Opening Day


(This may or may not be Ukraine. They claim it is, but even if not, it is a powerful image this in keeping with recent requirements for strict emotional value).

The information flow spewed at all parties in the UKR conflict is interesting. The energy expended in delivering direct-and-indirect reporting is high. The fighting is supposedly most savage at the moment in one town on a river. It is called Bahkmut. Descriptions of building-to-building fighting are raw and hark back to other momentarily famous towns like Verdun. That place was ground into rubble-flecked mud more than a hundred years ago.

The current kinetic conflict has elements of past and future. It is powerful history. The sorting out of a new world order is a vast process. Part of it is a reflection of global interests. In Bahkmut, for example, a town has become a multiple of “messages.” Thousands of young people are being killed or maimed each week, mostly by artillery or drone strikes.
We are only observers in this carnage, which is, of course, a proxy struggle. It is, as best we can tell, a regional struggle in a place that has known border disputes- on this border- for more than 400 years. The collapse of the Soviet Union thirty years ago left Russia wounded but still enormously provisioned with weapons of mass destruction. The NATO Alliance that opposed the Soviet Union expanded dramatically eastward with little comment about the sensitivity of a defeated foe.

The invasion last year is, in part, a reaction to that and an attempt to restore a part of an old order. Supplies across the spectrum, edible to lethal. That aid is from a variety of national sources, so naturally administrative support is required from the people who produced it. That includes intelligence, of course, which brings the term “proxy” closer to “partner.”
We know. It all depends on nuance for deniability or something else will happen in the branches and sequels component of planning. That is why the strike on the Ukrainian command bunker at Lviv was of interest. We have a pal who produces a daily summary of activity in the fighting. He provides useful discernment of the content of the information stream about what and why things are happening. We are grateful he has to wade through it all, nuance alternating with blunt force trauma.

Here is one that brought the reality home. We accept some information as useful and possibly true. At least confirmable from a distance. The ongoing war on Ukraine’s reliable electricity has featured use of drones and rockets. In early March, the Russian VKS (Aerospace Forces) reportedly used something new. They attacked a deeply-buried Ukrainian command post near Lviv, close to the Polish border.
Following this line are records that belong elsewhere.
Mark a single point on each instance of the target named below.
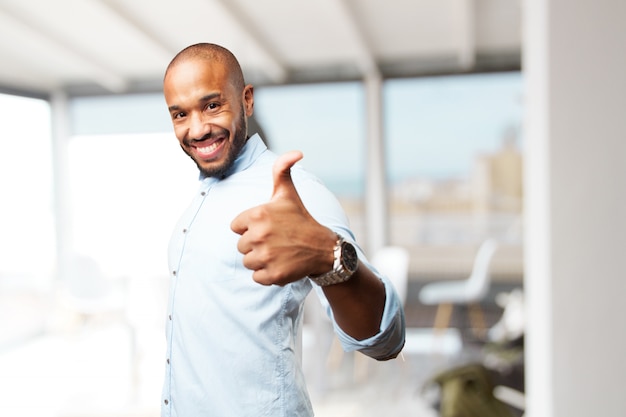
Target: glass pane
(27, 239)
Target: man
(246, 253)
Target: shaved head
(211, 53)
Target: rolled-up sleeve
(389, 341)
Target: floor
(84, 370)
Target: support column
(60, 136)
(575, 180)
(376, 201)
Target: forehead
(195, 77)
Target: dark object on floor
(467, 391)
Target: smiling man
(259, 234)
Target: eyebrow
(202, 99)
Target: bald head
(211, 53)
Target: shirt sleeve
(389, 340)
(325, 208)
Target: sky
(433, 127)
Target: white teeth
(208, 149)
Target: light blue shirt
(231, 342)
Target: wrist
(344, 264)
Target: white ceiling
(117, 46)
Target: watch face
(349, 257)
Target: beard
(239, 140)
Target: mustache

Some reports claim the facility was actually a “shadow NATO communications center.” The weapons used was advertised as a supersonic Kinzhal missile.


(Image courtesy TheAviationist.com)

Mr. Putin rolled out the Kh-47M2 Kinzhal missile in 2018. He stated it was a precision hypersonic aero-ballistic missile. Flight regime could be Mach-10 capable with the capability to carry conventional and nuclear payloads. This strike demonstrated a dramatic change in the myriad of things flying above Ukraine. The aspect that naturally caught our attention was the “deeply buried” capability. Those are the places where some of us worked. The ones left over from the old cold conflict in which defense meant building “hard targets.” The one at Lviv would have qualified. It was 128 Meters deep in the soil.

That was the part that provoked discussion. Press reporting claims hundreds were killed in the facility. It did not say what uniforms they were wearing. We assume it would have been a crowd similar to the NATO ones we worked with. Including people exactly like us. This happened around the same time as the Russian strike on our drone in the Black Sea and may be part of some larger narrative goal. Now that Opening Day festivities have passed, we might find out we are already opening up something else.